Non-invasive prediction of isocitrate dehydrogenase (IDH) mutation and 1p/19q codeletion status in gliomas using deep learning (DL)-based radiomics from routine MRI remains clinically challenging. Method: We conducted a systematic review and meta-analysis of 52 studies, applying PRISMA guidelines alongside dual quality assessment tools—QUADAS-2 for risk of bias and RQS for radiomics methodology—and employed bivariate random-effects models and meta-regression to quantify heterogeneity attributable to MRI sequences, tumor segmentation approaches, and validation strategies. Contribution/Results: Pooled diagnostic performance showed high accuracy for IDH prediction (sensitivity = 0.84, specificity = 0.87, AUC = 0.89) and robust discrimination for 1p/19q codeletion (sensitivity = 0.76, specificity = 0.85, AUC = 0.90). The analysis confirms the clinical translatability of DL radiomics models while identifying insufficient external validation as the primary barrier to implementation. This work establishes methodological benchmarks and actionable pathways for model optimization and clinical integration.
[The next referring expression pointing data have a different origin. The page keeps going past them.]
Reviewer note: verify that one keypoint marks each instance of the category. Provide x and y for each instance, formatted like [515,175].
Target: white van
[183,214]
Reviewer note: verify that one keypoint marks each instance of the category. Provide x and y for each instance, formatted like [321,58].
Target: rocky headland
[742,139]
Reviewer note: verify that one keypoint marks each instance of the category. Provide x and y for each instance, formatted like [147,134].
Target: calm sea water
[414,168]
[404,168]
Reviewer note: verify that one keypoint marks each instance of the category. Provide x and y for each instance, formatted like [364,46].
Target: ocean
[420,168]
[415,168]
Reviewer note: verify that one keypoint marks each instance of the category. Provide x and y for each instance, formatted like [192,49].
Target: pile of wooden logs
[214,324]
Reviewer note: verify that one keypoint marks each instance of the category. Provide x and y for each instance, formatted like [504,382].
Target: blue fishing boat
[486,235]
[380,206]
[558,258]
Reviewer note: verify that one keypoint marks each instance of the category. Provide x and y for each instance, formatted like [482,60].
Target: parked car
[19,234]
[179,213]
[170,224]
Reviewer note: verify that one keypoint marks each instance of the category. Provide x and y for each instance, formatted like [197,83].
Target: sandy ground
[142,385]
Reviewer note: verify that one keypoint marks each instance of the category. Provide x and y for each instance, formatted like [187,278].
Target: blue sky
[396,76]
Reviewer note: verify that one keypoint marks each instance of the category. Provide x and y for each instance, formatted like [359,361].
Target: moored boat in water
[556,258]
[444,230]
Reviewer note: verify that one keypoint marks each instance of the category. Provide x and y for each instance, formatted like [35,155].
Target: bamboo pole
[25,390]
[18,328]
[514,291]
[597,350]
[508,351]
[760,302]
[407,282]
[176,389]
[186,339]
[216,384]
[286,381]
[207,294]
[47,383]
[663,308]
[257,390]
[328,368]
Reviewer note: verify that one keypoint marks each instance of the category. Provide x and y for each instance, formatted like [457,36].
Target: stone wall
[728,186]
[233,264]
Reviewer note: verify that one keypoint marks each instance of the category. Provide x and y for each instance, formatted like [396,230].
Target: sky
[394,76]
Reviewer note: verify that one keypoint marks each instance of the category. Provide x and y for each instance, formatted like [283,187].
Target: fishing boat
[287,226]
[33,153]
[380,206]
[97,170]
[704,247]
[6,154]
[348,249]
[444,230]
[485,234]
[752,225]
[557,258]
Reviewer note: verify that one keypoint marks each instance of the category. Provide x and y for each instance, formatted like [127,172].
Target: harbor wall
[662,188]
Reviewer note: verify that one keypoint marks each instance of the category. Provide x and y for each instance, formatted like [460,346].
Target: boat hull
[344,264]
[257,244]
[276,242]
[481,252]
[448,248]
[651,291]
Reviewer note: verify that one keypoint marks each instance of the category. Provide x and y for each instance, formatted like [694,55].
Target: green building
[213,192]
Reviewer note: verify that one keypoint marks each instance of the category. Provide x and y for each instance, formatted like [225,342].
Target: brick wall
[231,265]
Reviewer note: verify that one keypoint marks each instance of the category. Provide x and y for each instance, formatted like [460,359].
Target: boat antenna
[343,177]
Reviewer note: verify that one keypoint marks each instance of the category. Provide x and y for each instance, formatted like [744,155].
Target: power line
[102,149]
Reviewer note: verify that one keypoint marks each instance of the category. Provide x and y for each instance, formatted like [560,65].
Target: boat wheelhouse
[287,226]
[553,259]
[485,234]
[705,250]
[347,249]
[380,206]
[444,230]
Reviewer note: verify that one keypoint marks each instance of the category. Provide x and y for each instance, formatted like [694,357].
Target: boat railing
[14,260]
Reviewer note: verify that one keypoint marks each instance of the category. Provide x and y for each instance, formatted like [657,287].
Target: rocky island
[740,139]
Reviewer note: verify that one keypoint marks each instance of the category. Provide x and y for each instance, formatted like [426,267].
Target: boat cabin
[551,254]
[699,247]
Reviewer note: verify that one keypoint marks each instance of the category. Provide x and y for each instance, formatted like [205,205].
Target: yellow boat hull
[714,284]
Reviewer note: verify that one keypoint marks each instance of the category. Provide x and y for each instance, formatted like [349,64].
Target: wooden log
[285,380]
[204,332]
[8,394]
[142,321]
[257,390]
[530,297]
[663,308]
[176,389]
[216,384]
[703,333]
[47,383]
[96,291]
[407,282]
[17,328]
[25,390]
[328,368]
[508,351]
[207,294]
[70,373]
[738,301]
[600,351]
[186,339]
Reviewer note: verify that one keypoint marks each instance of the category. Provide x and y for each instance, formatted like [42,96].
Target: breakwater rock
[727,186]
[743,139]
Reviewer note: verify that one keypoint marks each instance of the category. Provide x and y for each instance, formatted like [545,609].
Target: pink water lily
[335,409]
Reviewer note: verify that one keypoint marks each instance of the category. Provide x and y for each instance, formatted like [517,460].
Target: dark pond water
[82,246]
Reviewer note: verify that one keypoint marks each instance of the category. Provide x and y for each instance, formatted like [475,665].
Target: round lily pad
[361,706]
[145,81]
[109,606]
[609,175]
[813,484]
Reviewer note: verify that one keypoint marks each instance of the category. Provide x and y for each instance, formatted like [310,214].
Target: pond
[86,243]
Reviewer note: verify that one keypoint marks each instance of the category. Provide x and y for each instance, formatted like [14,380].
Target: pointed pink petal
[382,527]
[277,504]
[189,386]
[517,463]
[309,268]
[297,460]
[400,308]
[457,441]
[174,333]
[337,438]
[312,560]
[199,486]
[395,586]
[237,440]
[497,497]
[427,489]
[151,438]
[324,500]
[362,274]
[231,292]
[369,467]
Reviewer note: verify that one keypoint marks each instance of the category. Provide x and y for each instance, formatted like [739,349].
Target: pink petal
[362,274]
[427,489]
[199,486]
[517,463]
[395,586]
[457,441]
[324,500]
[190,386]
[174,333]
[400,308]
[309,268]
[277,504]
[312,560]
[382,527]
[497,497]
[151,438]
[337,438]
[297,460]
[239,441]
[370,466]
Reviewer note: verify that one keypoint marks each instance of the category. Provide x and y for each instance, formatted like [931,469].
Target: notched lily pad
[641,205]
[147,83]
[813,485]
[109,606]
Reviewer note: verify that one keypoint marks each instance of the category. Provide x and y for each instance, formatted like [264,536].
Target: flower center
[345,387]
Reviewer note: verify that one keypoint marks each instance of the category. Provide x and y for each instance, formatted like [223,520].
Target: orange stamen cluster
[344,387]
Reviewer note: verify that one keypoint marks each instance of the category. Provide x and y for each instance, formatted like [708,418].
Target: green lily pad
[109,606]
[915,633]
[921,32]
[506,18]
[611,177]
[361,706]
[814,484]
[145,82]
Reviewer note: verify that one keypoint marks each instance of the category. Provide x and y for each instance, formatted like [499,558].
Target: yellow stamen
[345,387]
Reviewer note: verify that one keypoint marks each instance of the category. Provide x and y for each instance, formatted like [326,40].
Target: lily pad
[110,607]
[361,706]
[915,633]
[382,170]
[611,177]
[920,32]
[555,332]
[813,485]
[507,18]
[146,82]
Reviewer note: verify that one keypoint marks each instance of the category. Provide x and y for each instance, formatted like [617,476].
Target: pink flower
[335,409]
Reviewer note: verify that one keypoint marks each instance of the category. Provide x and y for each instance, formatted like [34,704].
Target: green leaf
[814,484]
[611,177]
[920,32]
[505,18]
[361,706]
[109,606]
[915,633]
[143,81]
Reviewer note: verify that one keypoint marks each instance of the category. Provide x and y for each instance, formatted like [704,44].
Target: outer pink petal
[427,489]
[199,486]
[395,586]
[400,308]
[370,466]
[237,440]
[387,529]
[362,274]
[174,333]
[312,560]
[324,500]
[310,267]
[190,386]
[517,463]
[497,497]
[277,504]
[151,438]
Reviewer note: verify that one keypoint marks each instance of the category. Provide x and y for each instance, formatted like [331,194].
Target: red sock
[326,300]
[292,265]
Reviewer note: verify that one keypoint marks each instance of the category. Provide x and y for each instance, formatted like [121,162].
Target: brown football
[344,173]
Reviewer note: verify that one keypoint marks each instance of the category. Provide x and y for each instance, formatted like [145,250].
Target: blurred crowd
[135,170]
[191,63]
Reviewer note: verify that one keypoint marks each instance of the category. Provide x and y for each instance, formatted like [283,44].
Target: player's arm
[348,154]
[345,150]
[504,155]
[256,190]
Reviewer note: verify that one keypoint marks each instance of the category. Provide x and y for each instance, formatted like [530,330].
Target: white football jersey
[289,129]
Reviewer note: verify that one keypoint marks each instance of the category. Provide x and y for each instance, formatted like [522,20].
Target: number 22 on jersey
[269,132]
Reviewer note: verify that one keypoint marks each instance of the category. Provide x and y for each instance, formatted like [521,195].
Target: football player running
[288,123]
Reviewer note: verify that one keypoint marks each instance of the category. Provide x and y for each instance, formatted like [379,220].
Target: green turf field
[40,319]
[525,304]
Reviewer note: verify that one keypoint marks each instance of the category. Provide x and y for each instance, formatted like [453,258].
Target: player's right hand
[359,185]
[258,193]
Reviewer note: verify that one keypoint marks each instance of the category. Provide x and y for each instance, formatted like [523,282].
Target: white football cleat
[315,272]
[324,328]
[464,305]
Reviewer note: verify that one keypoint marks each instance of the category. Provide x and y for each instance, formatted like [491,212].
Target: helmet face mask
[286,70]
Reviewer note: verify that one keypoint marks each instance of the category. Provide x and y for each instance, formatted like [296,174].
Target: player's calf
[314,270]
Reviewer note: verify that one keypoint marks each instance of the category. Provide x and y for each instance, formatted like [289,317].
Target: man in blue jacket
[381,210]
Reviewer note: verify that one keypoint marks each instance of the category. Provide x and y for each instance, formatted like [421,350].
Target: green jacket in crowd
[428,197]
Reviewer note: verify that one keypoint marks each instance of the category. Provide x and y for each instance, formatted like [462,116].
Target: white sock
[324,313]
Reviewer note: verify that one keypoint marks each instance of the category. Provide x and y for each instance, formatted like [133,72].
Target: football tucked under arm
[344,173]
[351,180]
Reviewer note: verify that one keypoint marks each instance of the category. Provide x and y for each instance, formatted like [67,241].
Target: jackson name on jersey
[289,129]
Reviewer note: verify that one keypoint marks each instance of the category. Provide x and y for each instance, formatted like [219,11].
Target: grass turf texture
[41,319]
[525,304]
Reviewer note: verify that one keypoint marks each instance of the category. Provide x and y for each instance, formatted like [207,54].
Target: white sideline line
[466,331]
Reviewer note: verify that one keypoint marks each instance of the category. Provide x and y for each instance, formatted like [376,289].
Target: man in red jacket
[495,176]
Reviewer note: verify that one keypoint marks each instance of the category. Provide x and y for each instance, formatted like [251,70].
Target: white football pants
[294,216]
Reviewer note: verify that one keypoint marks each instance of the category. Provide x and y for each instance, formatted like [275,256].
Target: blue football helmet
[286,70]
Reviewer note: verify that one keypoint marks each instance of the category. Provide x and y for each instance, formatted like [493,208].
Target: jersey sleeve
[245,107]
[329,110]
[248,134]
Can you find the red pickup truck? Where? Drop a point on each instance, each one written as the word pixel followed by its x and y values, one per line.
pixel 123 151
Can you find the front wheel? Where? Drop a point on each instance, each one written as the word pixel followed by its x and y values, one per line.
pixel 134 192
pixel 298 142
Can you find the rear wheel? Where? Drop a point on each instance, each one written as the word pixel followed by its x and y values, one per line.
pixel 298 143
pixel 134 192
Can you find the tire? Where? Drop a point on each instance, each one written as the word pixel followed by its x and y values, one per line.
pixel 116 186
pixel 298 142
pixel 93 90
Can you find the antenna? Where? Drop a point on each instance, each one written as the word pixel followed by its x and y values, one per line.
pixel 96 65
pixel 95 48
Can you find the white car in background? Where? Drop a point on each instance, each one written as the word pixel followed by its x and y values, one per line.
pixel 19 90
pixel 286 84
Gliomas, the most common primary brain tumors, show high heterogeneity in histological and molecular characteristics. Accurate molecular profiling, like isocitrate dehydrogenase (IDH) mutation and 1p/19q codeletion, is critical for diagnosis, treatment, and prognosis. This review evaluates MRI-based deep learning (DL) models' efficacy in predicting these biomarkers. Following PRISMA guidelines, we systematically searched major databases (PubMed, Scopus, Ovid, and Web of Science) up to February 2024, screening studies that utilized DL to predict IDH and 1p/19q codeletion status from MRI data of glioma patients. We assessed the quality and risk of bias using the radiomics quality score and QUADAS-2 tool. Our meta-analysis used a bivariate model to compute pooled sensitivity, specificity, and meta-regression to assess inter-study heterogeneity. Of the 565 articles, 57 were selected for qualitative synthesis, and 52 underwent meta-analysis. The pooled estimates showed high diagnostic performance, with validation sensitivity, specificity, and area under the curve (AUC) of 0.84 [prediction interval (PI): 0.67-0.93, I2=51.10%, p<0.05], 0.87 [PI: 0.49-0.98, I2=82.30%, p<0.05], and 0.89 for IDH prediction, and 0.76 [PI: 0.28-0.96, I2=77.60%, p<0.05], 0.85 [PI: 0.49-0.97, I2=80.30%, p<0.05], and 0.90 for 1p/19q prediction, respectively. Meta-regression analyses revealed significant heterogeneity influenced by glioma grade, data source, inclusion of non-radiomics data, MRI sequences, segmentation and feature extraction methods, and validation techniques. DL models demonstrate strong potential in predicting molecular biomarkers from MRI scans, with significant variability influenced by technical and clinical factors. Thorough external validation is necessary to increase clinical utility.